Exercise Freedom of Entry to Redland City | Redland City Council

Exercise Freedom of Entry to Redland City

Come along to the Air Force Ceremonial Parade on Saturday 13 April 2024.

Redland City granted the age-old honour of Freedom of Entry to the City to No.95 Wing of the Royal Australian Air Force in 2014.

This year, No.95 Wing will exercise their right of Freedom of Entry to the City in a formal military street parade.

The ceremony, which dates to the Middle Ages, will include a formal parade of RAAF representatives from all nine of No.95 Wing’s squadrons, accompanied by a military band.

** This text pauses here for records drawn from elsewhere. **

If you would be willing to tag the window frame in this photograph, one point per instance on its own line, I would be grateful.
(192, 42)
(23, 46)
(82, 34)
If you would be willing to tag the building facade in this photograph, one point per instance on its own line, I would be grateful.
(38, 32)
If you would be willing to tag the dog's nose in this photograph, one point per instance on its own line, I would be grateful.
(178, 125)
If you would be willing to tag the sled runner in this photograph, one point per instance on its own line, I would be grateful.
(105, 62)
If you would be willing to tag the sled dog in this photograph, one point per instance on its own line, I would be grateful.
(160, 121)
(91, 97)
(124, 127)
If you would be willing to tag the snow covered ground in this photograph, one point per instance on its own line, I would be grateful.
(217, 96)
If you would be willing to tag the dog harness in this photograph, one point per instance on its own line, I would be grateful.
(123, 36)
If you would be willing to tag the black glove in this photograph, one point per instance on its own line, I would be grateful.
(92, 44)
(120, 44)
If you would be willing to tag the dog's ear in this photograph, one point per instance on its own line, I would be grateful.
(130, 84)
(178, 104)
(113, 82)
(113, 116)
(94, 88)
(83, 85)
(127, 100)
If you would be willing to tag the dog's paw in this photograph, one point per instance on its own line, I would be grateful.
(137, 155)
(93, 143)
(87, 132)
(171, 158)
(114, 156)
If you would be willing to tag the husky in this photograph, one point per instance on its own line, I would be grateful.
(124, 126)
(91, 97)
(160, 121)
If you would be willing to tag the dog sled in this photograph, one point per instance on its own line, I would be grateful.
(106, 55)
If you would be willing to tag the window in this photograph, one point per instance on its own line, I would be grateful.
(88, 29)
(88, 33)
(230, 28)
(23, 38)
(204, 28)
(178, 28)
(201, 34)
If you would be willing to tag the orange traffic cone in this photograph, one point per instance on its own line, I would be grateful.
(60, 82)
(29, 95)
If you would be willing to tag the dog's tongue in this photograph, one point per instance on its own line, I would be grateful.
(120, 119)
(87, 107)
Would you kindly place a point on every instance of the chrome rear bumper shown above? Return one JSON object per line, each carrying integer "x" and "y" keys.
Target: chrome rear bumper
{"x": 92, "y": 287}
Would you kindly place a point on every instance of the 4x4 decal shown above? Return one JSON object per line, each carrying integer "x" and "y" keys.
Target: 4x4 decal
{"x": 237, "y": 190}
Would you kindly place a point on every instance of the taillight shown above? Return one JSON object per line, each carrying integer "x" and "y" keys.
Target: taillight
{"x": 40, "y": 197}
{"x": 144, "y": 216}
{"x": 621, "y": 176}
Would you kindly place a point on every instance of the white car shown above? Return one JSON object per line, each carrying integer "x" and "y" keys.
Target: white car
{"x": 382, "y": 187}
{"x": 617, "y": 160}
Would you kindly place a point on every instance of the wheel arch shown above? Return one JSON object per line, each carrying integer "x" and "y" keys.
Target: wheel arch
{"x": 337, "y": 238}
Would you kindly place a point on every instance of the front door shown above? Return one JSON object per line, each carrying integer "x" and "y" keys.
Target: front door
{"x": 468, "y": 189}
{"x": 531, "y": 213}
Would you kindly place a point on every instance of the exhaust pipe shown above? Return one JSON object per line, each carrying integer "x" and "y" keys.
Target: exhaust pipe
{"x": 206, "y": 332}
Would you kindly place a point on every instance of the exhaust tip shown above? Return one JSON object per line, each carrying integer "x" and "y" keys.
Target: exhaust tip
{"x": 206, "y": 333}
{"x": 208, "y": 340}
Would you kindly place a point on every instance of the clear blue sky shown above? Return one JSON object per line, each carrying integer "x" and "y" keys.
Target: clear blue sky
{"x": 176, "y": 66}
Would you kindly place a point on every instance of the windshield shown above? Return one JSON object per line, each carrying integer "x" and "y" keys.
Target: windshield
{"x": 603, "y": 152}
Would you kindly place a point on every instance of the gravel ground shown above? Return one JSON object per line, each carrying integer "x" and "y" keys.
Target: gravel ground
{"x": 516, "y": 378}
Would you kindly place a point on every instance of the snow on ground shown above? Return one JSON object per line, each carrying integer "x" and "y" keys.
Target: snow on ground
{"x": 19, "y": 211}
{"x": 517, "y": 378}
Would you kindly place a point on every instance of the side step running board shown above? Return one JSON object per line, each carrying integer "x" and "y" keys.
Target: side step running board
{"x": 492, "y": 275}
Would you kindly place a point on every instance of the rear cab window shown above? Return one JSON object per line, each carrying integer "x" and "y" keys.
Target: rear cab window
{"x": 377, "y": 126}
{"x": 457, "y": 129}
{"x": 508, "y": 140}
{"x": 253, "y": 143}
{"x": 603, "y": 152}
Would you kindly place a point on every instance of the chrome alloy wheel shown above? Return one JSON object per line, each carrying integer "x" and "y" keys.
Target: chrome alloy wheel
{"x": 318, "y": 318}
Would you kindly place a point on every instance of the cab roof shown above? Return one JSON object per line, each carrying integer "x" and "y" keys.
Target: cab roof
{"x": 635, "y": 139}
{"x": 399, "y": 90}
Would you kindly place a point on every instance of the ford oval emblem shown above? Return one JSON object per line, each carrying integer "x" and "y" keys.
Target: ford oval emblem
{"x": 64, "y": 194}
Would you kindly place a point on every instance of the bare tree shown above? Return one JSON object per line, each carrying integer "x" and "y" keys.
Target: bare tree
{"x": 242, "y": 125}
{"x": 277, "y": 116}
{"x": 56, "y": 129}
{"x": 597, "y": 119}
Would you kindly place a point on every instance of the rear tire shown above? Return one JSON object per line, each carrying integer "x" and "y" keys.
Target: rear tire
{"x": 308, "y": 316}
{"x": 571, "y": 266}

Military vehicles, information stalls and historical displays from 8.30am to 10am

Vehicles freedom of entry updated

Order of Ceremony

8.50am – Form up: The parade forms up at Cleveland Train Station, Harbourview Court, Cleveland.

9.00am – Master of Ceremonies – welcome

9.02am – Welcome to Country

9.06am – Mayor’s inspection of the parade: Parade Commander invites Mayor of Redland City to inspect the parade.

9.11am – Mayor of Redland City – welcome

9.14am – March on Colours: The Colours are uncased and marched onto parade, followed by the RAAF Ensign.

9.14am – MC presents the history of Freedom of Entry: The MC will provide details of the history of Freedom of Entry while the parade prepares.

9.24am – March commences: The parade advances in review order from Cleveland Train Station. The parade continues along Shore Street West toward ANZAC Centenary Park for ‘exercising the right of freedom of entry’, accompanied by the Royal Australian Navy Band Queensland.

9.26am – Challenge: The parade is stopped by Queensland Police Service and the Parade Warrant Officer marches forward and shows the scroll declaring Freedom of Entry to Redland City.

9.28am – March off, conclusion of parade: The parade will continue to march passed the dais where they will salute and march off along Shore Street West to ANZAC Centenary Park.

All Redlands Coast residents and visitors are invited to come and watch this historic event, which is also formal recognition from the RAAF of the important role our city played in the defence of Australia leading up to, and during, World War II.

The parade will go ahead rain or shine.

Air Force Ceremonial Parade Route

Air Force Ceremonial Parade Route


Changed traffic conditions

There will be changed traffic conditions in the area from 5am on event day, which are outlined below. 


  • Parking bays along Shore Street West from Cleveland Train Station to Masthead Drive blocked
  • Parking bays in Harbourview Court blocked
  • Cleveland Train Station parking from Harbourview Court blocked.


  • Shore Street West (from Cleveland Train Station to Masthead Drive) closed to traffic until 10am approx. (Harbourview resident access will be available until 8.45am)


  • Rolling closures will occur along Shore Street West from Masthead Drive to Passage Street, Cleveland while formal parade marches to ANZAC Centenary Park. The parade will have a police escort. The rolling road closure will reopen at the conclusion of the march at approx. 10am.


  • Shore Street West from Cleveland Train Station to Masthead Drive reopens to traffic at approx. 10am.

Detours will be put in place to direct drivers away from these closures. Traffic controllers and Council staff will be present during the event. Other parking bays in the Cleveland CBD will remain unaffected.

Bus stops on Shore Street West will still operate with a detour. For public transport information, visit Translink’s website or call 13 12 30.

The History of the granting of Freedom of Entry to a City

The granting of “Freedom of Entry to a City” to a military unit has its origins in the early history of Europe.

To protect citizens from death or capture by enemy armies or bandits, key cities were placed behind fortifications and walls which, together with soldiers guarding them, were often the only form of protection for the population.

As such, the right of entry to a city by outside soldiers was a privilege rarely granted but when it was, much ceremony was associated to demonstrate the pride of the unit concerned, and the trust bestowed by the citizens in allowing them within their walls.

As times and society changed, city walls disappeared with the garrisons of citizens. However, for geographical, historical, and cultural reasons, Royal Australian Air Force (RAAF) units continue to have strong links to the cities where they have been stationed.

Today, a “Freedom” indicates the pride the local people have in their long associations with the unit involved and is reflected in the traditional format of the “Freedom Parade”.

The granting of a “Freedom” may be conferred by any civic or municipal authority to a unit or a RAAF Establishment. Having been granted a “Freedom”, the unit or Establishment involved will endeavour to regularly exercise their right of Freedom of Entry to the City, usually to coincide with a date of special significance to the city, the unit, or both.

Such dates might include the anniversary of the granting of the “Freedom”, Anzac and Remembrance Days, or the anniversary of the establishment of the unit or city.